Of all the old-fashioned ways to insult someone, insults aimed at someone's performance in the bedroom have long been the best for causing a fight as quickly as possible. Throughout history, people have come up with hundreds of creative ways to sling insults at each other. While masters of words like William Shakespeare came up with extremely witty and cutting insults ("embossed carbuncle in my... blood," for example), there were put downs for the rest of us common folk, too.
Simple yet devastating words have been used for centuries all around the world. From Vikings to pirates, Victorian aristocrats to more recent Australian pioneers, nobody was safe. Some Medieval insults have even been documented for their zesty takedown status. The most significant thing to note is that historical insults reflect heavily on the values of the particular time and place in which they would have been used. The Victorians, for example, placed a high value on a woman's purity, hence all the words for "loose women" that sprang out of that period.
These short and sweet insults might not make us blush nowadays, but, used properly, they can still make a heated argument much hotter.
Slag – An Old English Word For The Worst Kind Of Loose Woman
On the opposite end of the spectrum from high-class call girls.

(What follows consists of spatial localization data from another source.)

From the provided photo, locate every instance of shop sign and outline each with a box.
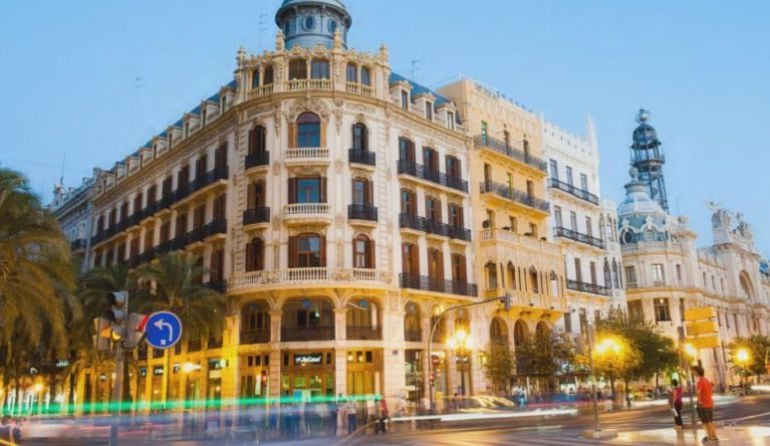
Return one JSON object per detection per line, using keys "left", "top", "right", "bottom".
{"left": 294, "top": 353, "right": 323, "bottom": 365}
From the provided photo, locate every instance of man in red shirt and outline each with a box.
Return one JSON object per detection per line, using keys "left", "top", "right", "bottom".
{"left": 693, "top": 365, "right": 718, "bottom": 443}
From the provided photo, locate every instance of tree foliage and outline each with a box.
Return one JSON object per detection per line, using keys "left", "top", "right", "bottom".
{"left": 516, "top": 329, "right": 579, "bottom": 377}
{"left": 483, "top": 342, "right": 514, "bottom": 394}
{"left": 729, "top": 335, "right": 770, "bottom": 377}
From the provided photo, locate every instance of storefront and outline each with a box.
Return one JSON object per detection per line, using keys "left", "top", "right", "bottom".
{"left": 345, "top": 349, "right": 382, "bottom": 396}
{"left": 239, "top": 352, "right": 271, "bottom": 400}
{"left": 281, "top": 350, "right": 335, "bottom": 401}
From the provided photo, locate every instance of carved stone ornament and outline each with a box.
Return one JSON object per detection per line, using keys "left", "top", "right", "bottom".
{"left": 335, "top": 109, "right": 344, "bottom": 133}
{"left": 271, "top": 216, "right": 282, "bottom": 231}
{"left": 272, "top": 162, "right": 282, "bottom": 175}
{"left": 335, "top": 213, "right": 345, "bottom": 226}
{"left": 288, "top": 97, "right": 330, "bottom": 120}
{"left": 335, "top": 159, "right": 344, "bottom": 173}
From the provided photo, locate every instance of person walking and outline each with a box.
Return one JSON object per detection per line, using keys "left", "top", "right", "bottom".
{"left": 669, "top": 379, "right": 684, "bottom": 428}
{"left": 693, "top": 366, "right": 719, "bottom": 443}
{"left": 0, "top": 416, "right": 12, "bottom": 445}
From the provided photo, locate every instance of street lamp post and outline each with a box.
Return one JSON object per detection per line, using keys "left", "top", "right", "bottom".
{"left": 448, "top": 330, "right": 472, "bottom": 400}
{"left": 683, "top": 342, "right": 698, "bottom": 428}
{"left": 586, "top": 325, "right": 600, "bottom": 433}
{"left": 735, "top": 348, "right": 750, "bottom": 395}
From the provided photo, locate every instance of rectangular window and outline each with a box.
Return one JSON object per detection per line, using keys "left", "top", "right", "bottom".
{"left": 566, "top": 166, "right": 573, "bottom": 186}
{"left": 563, "top": 313, "right": 572, "bottom": 333}
{"left": 529, "top": 223, "right": 538, "bottom": 238}
{"left": 628, "top": 300, "right": 643, "bottom": 321}
{"left": 295, "top": 178, "right": 321, "bottom": 203}
{"left": 446, "top": 111, "right": 455, "bottom": 130}
{"left": 580, "top": 173, "right": 588, "bottom": 192}
{"left": 481, "top": 121, "right": 488, "bottom": 144}
{"left": 574, "top": 258, "right": 582, "bottom": 282}
{"left": 401, "top": 90, "right": 409, "bottom": 109}
{"left": 554, "top": 206, "right": 562, "bottom": 227}
{"left": 589, "top": 261, "right": 597, "bottom": 285}
{"left": 346, "top": 64, "right": 358, "bottom": 83}
{"left": 425, "top": 101, "right": 433, "bottom": 121}
{"left": 652, "top": 263, "right": 665, "bottom": 283}
{"left": 311, "top": 60, "right": 330, "bottom": 79}
{"left": 653, "top": 298, "right": 671, "bottom": 322}
{"left": 676, "top": 264, "right": 682, "bottom": 282}
{"left": 570, "top": 211, "right": 577, "bottom": 232}
{"left": 289, "top": 60, "right": 307, "bottom": 80}
{"left": 550, "top": 159, "right": 558, "bottom": 180}
{"left": 585, "top": 216, "right": 593, "bottom": 238}
{"left": 508, "top": 216, "right": 517, "bottom": 233}
{"left": 625, "top": 266, "right": 637, "bottom": 286}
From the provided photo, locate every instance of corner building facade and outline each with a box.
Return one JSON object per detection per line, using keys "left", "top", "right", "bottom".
{"left": 81, "top": 0, "right": 480, "bottom": 411}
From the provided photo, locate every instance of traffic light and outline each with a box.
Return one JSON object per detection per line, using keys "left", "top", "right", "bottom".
{"left": 261, "top": 370, "right": 268, "bottom": 385}
{"left": 500, "top": 294, "right": 512, "bottom": 311}
{"left": 104, "top": 291, "right": 129, "bottom": 340}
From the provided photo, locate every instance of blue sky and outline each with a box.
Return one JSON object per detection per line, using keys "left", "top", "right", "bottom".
{"left": 1, "top": 0, "right": 768, "bottom": 254}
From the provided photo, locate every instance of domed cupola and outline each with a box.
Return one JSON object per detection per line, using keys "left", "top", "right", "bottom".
{"left": 628, "top": 108, "right": 669, "bottom": 212}
{"left": 276, "top": 0, "right": 352, "bottom": 50}
{"left": 617, "top": 167, "right": 670, "bottom": 245}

Strumpet – Coined By Shakespeare & Used By Pirates, A Very 'Active' Woman Or Prostitute
Always swipes right on Tinder.
Flapdoodle – 1800s Term For Someone Who Is Either Too Young Or Too Old For Getting It On
Think Hugh Hefner.
Bedswerver – Shakespeare's Way Of Calling Someone An Adulterer
He's the town pony – everyone gets a ride.
Dirty Puzzle – Victorian For Really Nasty Prostitute
An extra-nasty corner hoe.
Yaldson – Old English For Son Of A Prostitute
Yeah, he doesn't want to talk about his mom's job.
Wagtail – In The 1800s, A Woman Who Was Either Promiscuous Or A Prostitute
She's pretty thirsty.
Camp As A Row Of Tents – Australian For 'Extremely Gay' From The Early 1900s
Someone who very much prefers penises.
Mewling Quim – 19th-Century British Zinger, Similar To Calling Someone A P*ssy
Literally meant a whimpering vagina.
Hedge-Creeper – 1800s Phrase For A Prostitute Who Worked The Countryside
These may have gone extinct.
Dark Cully – Victorian Term For A Man Who Only Visits His Mistress At Night
That two-timing bastard only goes to see her at night anyway.
Mollisher – In Victorian England, The Lover Of A Villain Or Gangster
A ride-or-die chick.
Doxy – The Wife Or Lover Of An Outlaw In Medieval England
She usually goes for the guy with the prison tats.
Dollymop – Victorian Term For A Part-Time Or Amateur Prostitute
She works as a stripper at night to pay for college.
Wandought – Old English For Impotent
He just can't get it up.
Puterelle – In Old French, A Woman With A Naughty Reputation
Girl gets around.
Sansordinn – Viking Burn For Implying Another Man Was Raped
Similar to 14 year olds in a locker room.